Gold and the Treasury Bond Yield Indicator

I’ve had some folks write in and ask questions about gold in a high interest rate environment.

You might remember that in the late 1970s, early 1980s, gold prices didn’t cease their march until Paul Volcker famously raised the Federal Funds rates to slow down inflation. It’s crazy to think how high he raised rates, but peak rates got up to 20% in 1981.

That pushed Treasuries to yield more than 20%!

I’m certain, of course, that raising interest rates to Volcker levels would result in falling gold prices. I’d love to own an asset that returned 20% a year, regardless of whether it’s called dollars. Heck, if horse manure paid 20% you wouldn’t turn up your nose.

But for the foreseeable future, I just don’t see rates rising to those levels. Remember that rates averaged over 11% in 1979 – when gold prices doubled from $230 an ounce to over $500 an ounce.

The Treasury bond yield is just one indicator that would signal an end to the bull run in gold, but it’s a very important one. For many investors in the gold market, they’re buying gold to preserve capital. But when they see Treasury bonds yielding double digit returns, they’re keen to ditch gold. Not all of them, of course, but enough to start felling dominoes.

There are no guarantees that gold will continue double-digit gains forever. But a 30 Year Treasury bond yielding 20% certainly does make that guarantee.

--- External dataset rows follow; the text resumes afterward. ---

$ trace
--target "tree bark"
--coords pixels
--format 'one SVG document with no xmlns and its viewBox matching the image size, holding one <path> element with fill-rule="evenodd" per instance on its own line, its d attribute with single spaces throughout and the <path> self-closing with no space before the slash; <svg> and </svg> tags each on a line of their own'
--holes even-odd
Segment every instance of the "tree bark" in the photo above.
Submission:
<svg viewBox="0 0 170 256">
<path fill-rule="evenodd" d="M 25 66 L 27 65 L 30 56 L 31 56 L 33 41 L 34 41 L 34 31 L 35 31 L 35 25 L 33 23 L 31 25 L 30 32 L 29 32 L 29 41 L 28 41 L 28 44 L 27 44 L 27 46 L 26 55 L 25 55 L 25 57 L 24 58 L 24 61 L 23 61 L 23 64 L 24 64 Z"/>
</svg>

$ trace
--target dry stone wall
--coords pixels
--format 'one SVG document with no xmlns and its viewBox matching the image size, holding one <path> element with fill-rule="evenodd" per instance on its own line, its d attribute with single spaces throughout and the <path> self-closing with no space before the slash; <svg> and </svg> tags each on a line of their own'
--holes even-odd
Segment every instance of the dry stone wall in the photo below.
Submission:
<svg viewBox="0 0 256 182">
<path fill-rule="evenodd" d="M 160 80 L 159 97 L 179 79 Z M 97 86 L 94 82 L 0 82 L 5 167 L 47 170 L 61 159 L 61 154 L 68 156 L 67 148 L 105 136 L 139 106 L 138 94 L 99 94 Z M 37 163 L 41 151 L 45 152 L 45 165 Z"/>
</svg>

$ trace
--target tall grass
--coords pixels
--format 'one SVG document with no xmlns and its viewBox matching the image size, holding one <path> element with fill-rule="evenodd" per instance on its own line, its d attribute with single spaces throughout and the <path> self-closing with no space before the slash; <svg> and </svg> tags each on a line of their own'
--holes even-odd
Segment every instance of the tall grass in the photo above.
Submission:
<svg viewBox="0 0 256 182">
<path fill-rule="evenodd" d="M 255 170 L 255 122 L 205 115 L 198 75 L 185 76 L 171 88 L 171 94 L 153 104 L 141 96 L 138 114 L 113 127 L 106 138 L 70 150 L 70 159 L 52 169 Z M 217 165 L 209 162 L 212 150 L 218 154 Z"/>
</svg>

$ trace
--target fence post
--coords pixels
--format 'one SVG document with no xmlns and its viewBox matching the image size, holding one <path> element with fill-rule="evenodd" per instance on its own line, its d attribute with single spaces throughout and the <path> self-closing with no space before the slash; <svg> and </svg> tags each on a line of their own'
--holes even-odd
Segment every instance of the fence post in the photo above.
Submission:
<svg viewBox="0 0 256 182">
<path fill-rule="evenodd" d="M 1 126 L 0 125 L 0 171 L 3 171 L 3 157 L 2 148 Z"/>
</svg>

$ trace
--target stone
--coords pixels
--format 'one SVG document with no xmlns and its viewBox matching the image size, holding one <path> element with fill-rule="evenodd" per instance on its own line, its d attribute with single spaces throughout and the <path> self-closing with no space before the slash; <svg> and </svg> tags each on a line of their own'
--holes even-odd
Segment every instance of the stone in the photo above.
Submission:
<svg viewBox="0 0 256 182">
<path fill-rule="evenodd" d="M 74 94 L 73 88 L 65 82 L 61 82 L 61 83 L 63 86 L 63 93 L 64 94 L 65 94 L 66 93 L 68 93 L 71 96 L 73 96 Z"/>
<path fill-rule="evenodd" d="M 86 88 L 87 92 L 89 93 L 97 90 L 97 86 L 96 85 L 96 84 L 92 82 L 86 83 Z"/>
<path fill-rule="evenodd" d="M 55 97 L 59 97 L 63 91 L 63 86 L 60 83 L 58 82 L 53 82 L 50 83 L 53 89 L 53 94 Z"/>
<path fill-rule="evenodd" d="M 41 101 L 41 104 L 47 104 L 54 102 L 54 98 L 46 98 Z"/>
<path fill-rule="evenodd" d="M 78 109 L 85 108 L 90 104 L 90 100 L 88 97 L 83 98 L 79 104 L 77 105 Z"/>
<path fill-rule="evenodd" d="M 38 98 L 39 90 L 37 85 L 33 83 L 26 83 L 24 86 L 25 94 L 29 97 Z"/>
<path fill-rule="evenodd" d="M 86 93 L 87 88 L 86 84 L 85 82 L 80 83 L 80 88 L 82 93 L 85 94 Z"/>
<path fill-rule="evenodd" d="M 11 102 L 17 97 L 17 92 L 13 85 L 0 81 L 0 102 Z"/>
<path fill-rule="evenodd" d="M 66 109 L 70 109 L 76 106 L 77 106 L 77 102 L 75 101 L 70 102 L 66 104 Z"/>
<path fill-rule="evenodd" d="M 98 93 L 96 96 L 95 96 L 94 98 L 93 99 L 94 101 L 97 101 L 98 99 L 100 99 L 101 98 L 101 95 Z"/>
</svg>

It doesn’t seem very likely that Ben Bernanke would raise rates to 11% anytime soon – let alone higher than that level. But more importantly, I don’t think it’s possible at this point. That’s because the Federal Government has a current total deficit of about $14 trillion. Every percentage point increase in rates adds an astounding $140 billion to our debt load.

But the current Federal tax receipts of the United States add up to about $2 trillion annually. So if Bernanke raised rates to 11% – up from current levels of just 0.75% – that would mean an addition $1.4 trillion added to the Federal debt, just in interest alone.

I don’t have to tell you what happens when interest payments take up a large portion of your income. It’s unsustainable for individuals, it’s unsustainable for corporations, and eventually, it’s unsustainable for governments.

And it doesn’t seem likely that the Federal Government will be able to increase taxes to the extent that it would need to in order to make up the difference.

So, Bernanke is in a position where he’ll get pinched between needing to raise rates in order to combat inflation, and further bankrupting the country if he does so.

What’s he going to do? I don’t know, but almost anything he realistically can do is hugely bullish for gold.